I work in the FSA/HSA/HRA industry and just wanted to point out that if your wife has a medical FSA, you cannot contribute to an HSA whether or not you are covered by her medical insurance plan. The only exception to this per the rules is if your wife's employers plan limits the medical FSA benefit to the employee, your wife, which I can say from experience is extremely rare. It's possible, but I've never personally seen an employer with this in their plan document, so better check first to be sure the FSA is restricted to your wife only. You have to understand the FSA to know why this is true. Unless restricted, your wife can use her medical FSA for herself, her spouse, and any tax dependents. Meaning whether or not she uses the FSA for your eligible expenses you still have 1st dollar coverage from the FSA, making you in-eligible to open and contribute to an HSA until the end of the plan year and possibly grace period if her employer has one in place and she does not spend her funds by the end of the plan year. Hope this helps. If your still not sure, talk to a tax professional, which I am not, but do advise employers and participants on both HSAs and FSAs.


According to the IRS, it appears there is no issue in a spouse under EE or EE+Child(ren) coverage contributing to an FSA while you contribute to an HSA under an EE Only HDHP account:


"In Situation 1, H has HDHP self-only coverage and no other health coverage, is not enrolled in Medicare and may not be claimed as a dependent on another taxpayer’s return. Although W has non-HDHP family coverage, H is not covered under that health plan. H is therefore an eligible individual as defined in section 223(c)(1).
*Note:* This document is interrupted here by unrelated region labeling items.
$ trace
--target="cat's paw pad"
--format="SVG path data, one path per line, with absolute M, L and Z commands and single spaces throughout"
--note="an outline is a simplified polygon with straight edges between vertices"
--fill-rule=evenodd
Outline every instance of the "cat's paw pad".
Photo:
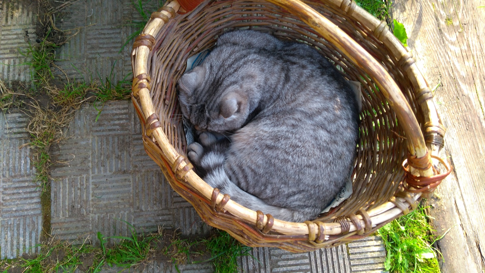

The special rules for married individuals under section 223(b)(5) do not apply because W’s nonHDHP family coverage does not cover H. Thus, H remains an eligible individual and H may contribute up to $2,000 to an HSA (lesser of the HDHP deductible for self-only coverage or $2,650) for 2005. H may not make the catch-up contribution under section 223(b)(3) because H is not age 55 in 2005. W has non-HDHP coverage and is therefore not an eligible individual."

Some more information directly from IRS form 969 published for 2015 tax returns: https://www.irs.gov/pub/irs-pdf/p969.pdf

Qualifying for an HSA

To be an eligible individual and qualify for an HSA, you must meet the following requirements.

You must be covered under a high deductible health plan (HDHP), described later, on the first day of the month.

You have no other health coverage except what is permitted under Other health coverage, later.

You are not enrolled in Medicare.

You cannot be claimed as a dependent on someone else's 2015 tax return.

Under the last-month rule, you are considered to be an eligible individual for the entire year if you are an eligible individual on the first day of the last month of your tax year (December 1 for most taxpayers).

If you meet these requirements, you are an eligible individual even if your spouse has non-HDHP family coverage, provided your spouse's coverage does not cover you.


See IRS Revenue Ruling Rev. Rul. 2004-45 in Internal Revenue Bulletin IRB 2004-22:

Page 972:

Consequently, an individual who is covered by an HDHP and a health FSA or HRA that pays or reimburses section 213(d) medical expenses is generally not an eligible individual for the purpose of making contributions to an HSA.

Page 973:

The health FSA and HRA pay or reimburse medical expenses that are not limited to the exceptions for permitted insurance, permitted coverage or preventive care. As a result, the individual is not an eligible individual for the purpose of making contributions to an HSA. This result is the same if the individual is covered by a health FSA or HRA sponsored by the employer of the individual’s spouse.

I saw this ruling in The Complete HSA Guidebook (see page 31).